The first step of processing an LC-MS/MS scan is to remove peaks that are caused by noise (see Fig. S4A). Given a kd-tree on all of the data points, the algorithm iterates through each peak and performs a planar orthogonal range query with specified width in retention time and height in m/z around the peak. If the number of peaks returned by the query exceeds a threshold, and the peak is above a nominal absolute intensity threshold, the peak is labeled as signal. Otherwise, the peak is labeled as noise. For the datasets analyzed here, we selected an absolute intensity threshold of 100, which we observed by visual inspection to remove only low-intensity noise peaks. After this process, the peaks labeled as noise are removed from further processing.

To find XICs, the algorithm uses planar orthogonal range queries and an undirected graph structure. First, the algorithm makes each peak a node in the graph. Second, the algorithm constructs a kd-tree on all of the signal points. Next, the algorithm iterates through each signal peak and connects the current node to any signal peak nodes returned in a query with specified width in retention time dimension and height in m/z. Last, the algorithm finds XICs by computing the connected components of the constructed graph. An individual connected component corresponds to an XIC (see Fig. S4B).

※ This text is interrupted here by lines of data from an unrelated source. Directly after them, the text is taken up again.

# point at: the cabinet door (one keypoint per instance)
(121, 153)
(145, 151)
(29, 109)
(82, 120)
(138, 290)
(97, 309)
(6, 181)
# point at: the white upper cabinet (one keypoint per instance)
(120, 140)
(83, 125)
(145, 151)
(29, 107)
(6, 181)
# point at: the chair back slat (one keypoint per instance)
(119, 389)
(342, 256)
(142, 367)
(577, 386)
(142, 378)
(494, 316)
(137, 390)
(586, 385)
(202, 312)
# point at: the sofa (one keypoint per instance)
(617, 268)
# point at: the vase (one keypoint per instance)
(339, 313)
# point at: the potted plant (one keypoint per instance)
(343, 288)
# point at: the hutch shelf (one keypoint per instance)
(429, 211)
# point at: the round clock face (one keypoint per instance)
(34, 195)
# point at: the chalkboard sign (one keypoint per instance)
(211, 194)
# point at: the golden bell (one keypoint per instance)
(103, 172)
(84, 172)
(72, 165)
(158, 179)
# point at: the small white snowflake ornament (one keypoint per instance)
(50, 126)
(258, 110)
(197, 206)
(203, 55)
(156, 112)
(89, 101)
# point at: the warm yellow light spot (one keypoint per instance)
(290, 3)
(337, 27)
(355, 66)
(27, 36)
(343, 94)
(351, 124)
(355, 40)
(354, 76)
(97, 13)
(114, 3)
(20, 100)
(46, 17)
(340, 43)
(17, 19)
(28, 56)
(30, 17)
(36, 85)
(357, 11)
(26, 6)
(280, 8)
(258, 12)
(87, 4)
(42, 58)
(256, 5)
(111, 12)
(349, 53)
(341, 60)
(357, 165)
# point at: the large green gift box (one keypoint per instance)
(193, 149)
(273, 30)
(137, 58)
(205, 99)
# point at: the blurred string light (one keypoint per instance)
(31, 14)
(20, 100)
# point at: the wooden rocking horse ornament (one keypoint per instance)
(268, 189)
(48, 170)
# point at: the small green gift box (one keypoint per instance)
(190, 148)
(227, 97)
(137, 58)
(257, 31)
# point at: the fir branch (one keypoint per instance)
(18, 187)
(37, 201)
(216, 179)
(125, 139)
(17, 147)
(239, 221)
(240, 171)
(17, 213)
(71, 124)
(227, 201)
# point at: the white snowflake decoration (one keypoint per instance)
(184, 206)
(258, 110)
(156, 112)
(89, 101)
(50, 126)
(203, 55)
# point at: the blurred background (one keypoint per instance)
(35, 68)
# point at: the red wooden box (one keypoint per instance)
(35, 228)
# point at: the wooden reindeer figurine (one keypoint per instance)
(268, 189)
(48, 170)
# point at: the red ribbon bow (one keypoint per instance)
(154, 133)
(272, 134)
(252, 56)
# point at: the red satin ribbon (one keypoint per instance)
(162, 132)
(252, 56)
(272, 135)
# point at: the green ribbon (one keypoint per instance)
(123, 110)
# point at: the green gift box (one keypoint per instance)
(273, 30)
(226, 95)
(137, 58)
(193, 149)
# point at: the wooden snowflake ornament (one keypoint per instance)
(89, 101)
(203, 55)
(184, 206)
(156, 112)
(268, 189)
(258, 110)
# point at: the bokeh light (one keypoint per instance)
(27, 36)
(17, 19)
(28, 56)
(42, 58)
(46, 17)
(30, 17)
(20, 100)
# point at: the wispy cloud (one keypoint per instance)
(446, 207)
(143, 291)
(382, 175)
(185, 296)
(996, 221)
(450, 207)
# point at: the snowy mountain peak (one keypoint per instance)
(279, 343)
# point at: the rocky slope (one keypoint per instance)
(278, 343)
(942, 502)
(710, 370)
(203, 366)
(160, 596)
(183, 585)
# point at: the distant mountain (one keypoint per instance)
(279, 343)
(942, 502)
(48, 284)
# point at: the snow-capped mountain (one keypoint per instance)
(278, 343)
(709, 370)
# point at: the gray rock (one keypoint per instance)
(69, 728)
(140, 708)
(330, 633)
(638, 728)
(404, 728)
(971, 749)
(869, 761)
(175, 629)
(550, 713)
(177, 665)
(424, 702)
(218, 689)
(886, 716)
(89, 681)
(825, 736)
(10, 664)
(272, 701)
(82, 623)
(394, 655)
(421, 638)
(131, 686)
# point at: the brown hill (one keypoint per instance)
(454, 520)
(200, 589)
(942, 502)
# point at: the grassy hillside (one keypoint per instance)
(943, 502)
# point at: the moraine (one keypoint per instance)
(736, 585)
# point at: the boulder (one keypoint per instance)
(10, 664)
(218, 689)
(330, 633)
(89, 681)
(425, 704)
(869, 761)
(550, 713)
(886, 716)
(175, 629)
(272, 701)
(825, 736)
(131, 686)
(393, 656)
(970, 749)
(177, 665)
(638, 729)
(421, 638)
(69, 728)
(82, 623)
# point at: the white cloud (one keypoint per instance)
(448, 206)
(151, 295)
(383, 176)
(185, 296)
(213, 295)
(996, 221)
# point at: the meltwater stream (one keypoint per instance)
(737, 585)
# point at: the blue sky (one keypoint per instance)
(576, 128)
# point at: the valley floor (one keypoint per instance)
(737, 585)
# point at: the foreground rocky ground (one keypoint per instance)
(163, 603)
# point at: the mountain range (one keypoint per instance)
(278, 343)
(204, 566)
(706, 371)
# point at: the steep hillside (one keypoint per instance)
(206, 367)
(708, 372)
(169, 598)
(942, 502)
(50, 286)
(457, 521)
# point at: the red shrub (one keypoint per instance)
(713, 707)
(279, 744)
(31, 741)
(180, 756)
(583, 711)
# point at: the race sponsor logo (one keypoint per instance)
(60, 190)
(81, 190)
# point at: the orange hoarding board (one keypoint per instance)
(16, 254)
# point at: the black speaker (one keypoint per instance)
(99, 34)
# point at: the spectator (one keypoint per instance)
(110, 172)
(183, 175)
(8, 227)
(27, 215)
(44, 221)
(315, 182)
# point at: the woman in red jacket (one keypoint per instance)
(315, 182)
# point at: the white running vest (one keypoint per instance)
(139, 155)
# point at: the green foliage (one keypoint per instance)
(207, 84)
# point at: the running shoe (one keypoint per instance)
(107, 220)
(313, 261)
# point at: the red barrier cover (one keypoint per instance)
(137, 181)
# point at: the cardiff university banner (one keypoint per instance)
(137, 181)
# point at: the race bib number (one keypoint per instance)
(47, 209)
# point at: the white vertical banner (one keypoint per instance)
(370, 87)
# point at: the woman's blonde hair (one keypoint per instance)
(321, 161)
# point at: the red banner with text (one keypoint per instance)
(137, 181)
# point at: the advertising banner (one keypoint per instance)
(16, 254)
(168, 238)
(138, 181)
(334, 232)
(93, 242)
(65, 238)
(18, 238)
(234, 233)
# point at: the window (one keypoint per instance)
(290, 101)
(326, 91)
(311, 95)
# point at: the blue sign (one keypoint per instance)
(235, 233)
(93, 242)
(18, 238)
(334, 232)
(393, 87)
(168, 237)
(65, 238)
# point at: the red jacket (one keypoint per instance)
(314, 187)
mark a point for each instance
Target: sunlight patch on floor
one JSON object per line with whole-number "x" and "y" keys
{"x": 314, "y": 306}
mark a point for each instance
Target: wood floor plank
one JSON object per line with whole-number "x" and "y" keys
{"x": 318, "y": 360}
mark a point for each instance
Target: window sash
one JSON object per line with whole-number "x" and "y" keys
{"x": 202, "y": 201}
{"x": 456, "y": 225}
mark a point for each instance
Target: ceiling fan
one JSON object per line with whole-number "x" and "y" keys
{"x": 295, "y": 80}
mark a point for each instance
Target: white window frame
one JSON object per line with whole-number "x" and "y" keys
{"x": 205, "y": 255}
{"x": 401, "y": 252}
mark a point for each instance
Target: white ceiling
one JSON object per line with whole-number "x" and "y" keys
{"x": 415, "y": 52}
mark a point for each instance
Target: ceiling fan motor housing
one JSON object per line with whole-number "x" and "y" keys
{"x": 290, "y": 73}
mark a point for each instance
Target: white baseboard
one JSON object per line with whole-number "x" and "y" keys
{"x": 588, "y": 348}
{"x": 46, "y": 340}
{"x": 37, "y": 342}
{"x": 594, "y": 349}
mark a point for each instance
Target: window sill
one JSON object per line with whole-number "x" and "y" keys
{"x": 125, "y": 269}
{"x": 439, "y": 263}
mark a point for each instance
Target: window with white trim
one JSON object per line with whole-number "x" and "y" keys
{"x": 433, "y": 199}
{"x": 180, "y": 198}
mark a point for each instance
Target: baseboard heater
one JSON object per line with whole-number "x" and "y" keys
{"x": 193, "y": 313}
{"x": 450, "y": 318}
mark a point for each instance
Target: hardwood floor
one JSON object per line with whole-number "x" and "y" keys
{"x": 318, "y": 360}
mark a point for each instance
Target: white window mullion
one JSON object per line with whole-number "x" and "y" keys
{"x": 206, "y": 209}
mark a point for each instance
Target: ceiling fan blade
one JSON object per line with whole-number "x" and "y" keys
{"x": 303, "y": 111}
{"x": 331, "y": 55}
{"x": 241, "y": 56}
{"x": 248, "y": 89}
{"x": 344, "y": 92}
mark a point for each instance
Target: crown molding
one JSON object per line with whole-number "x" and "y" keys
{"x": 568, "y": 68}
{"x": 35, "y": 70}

An XIC has a start retention time and an end retention time. Furthermore, an XIC may have one or more peaks with fragmentation spectra. These can be used to determine the sequence of the corresponding tryptic peptide. An XIC also has an m/z value that corresponds to the average m/z value of all of the peaks grouped into the XIC, and a retention time that corresponds to the retention time of the most-intense peak in the XIC. Because XICs have a center point, we also index them by using a kd-tree data structure.

Extracted Ion Chromatogram Alignment and Grouping.

Before grouping the XICs in multiple LC-MS/MS scans, the algorithm first aligns each scan to a reference scan via simple translation. This alignment compensates for any differences in when the samples began to elute out of the LC column. The algorithm iterates through each XIC in the current scan and finds the nearest XIC in the reference scan that is within a rectangular window with specified width in retention time and height in m/z. For this nearest XIC in the reference scan, the algorithm also computes the reciprocal nearest XIC in the current scan. If this reciprocal XIC is the same as the current XIC, the difference in retention time between the current XIC and the nearest reference XIC is stored in a list. After all of the XICs in the current scan are processed, the median of these differences in retention time is used to translate each XIC in the current scan to the reference scan.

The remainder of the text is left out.